Design and simulation of PEA0.15FA0.75MA0.1SnI2Br based quasi-2D/3D tin perovskite solar cells with different charge transport layers for efficiency enhancement

Wide-bandgap (WBG) tin-based perovskite solar cells (PSCs) have emerged as promising lead-free alternatives to conventional lead halide devices due to their improved environmental compatibility. However, their performance is often limited by high trap-state density, moisture-induced oxidation of Sn ²⁺ , and rapid crystallization. Compositional engineering enables the formation of a quasi-2D/3D perovskite structure through the incorporation of hydrophobic phenylethylammonium (PEA⁺) cations into WBG tin-based perovskite. This structural modification promotes preferential orientation and enhanced crystallinity of the 3D phase, while the 2D component passivates grain boundaries, suppresses moisture penetration, and mitigates Sn ²⁺ oxidation. In addition, PEA⁺ incorporation modulates the band structure, facilitating improved charge transfer at the transport layer interfaces.

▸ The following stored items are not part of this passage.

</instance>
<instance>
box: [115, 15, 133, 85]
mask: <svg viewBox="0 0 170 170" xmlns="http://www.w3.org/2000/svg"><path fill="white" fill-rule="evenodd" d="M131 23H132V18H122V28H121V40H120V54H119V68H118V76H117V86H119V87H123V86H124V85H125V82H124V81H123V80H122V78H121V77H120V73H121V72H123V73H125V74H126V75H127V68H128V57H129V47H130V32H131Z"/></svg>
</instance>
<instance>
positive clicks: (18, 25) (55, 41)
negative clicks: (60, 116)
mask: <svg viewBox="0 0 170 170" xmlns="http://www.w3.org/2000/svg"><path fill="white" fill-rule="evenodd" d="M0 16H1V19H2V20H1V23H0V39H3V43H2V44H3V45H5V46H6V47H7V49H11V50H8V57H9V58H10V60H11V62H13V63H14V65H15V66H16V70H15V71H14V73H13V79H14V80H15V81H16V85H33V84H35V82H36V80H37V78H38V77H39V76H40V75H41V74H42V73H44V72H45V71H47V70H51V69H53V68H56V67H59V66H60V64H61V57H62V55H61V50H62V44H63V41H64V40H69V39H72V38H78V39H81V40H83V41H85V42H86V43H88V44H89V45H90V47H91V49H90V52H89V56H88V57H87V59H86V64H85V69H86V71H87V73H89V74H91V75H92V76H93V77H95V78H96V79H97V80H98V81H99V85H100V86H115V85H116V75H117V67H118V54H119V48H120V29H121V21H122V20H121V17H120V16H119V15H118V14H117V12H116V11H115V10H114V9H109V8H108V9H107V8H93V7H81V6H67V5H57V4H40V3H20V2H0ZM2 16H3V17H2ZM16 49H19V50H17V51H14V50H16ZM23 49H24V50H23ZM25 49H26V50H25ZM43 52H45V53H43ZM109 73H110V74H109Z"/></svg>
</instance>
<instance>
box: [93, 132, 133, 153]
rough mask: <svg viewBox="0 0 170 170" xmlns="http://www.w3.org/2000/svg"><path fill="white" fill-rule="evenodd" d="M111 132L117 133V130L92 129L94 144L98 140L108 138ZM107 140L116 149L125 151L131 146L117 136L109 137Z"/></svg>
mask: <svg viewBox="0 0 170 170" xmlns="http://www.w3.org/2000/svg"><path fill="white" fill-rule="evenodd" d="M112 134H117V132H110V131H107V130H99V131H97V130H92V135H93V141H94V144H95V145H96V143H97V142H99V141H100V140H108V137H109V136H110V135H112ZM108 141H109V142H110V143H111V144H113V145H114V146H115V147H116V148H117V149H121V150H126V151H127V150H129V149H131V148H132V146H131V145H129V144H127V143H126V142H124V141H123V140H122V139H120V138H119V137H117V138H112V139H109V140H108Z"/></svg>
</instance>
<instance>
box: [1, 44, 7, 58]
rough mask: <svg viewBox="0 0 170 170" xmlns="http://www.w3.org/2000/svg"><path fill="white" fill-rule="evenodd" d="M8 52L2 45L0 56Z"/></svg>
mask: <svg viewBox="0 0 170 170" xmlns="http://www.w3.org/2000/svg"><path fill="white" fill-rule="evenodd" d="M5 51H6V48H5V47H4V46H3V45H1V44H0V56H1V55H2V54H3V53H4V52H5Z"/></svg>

In this work, SCAPS-1D is employed to numerically investigate quasi-2D/3D PEA _0.15 FA _0.75 MA _0.1 SnI ₂ Br-based PSCs, with emphasis on interface optimization and transport layer selection. Electric field distribution and energy band alignment at the interfaces are systematically analyzed due to their critical role in carrier extraction and device efficiency. Furthermore, the effects of absorber thickness, defect density, operating temperature, and back metal work function are examined to identify optimal device configurations. The observations revealed that C ₆₀ and Cu ₂ O exhibit more suitable band alignment and better charge extraction properties. After comprehensive optimization, the device achieves an open-circuit voltage of 0.93 V, a short-circuit current density of 18.46 mA cm⁻², a fill factor of 81.21%, and a maximum power conversion efficiency of 14.2%. The simulation results provide valuable insights into the interplay between absorber composition, interface energetics, and electric field profiles, guiding the development of stable, high-efficiency, lead-free WBG tin-based PSCs.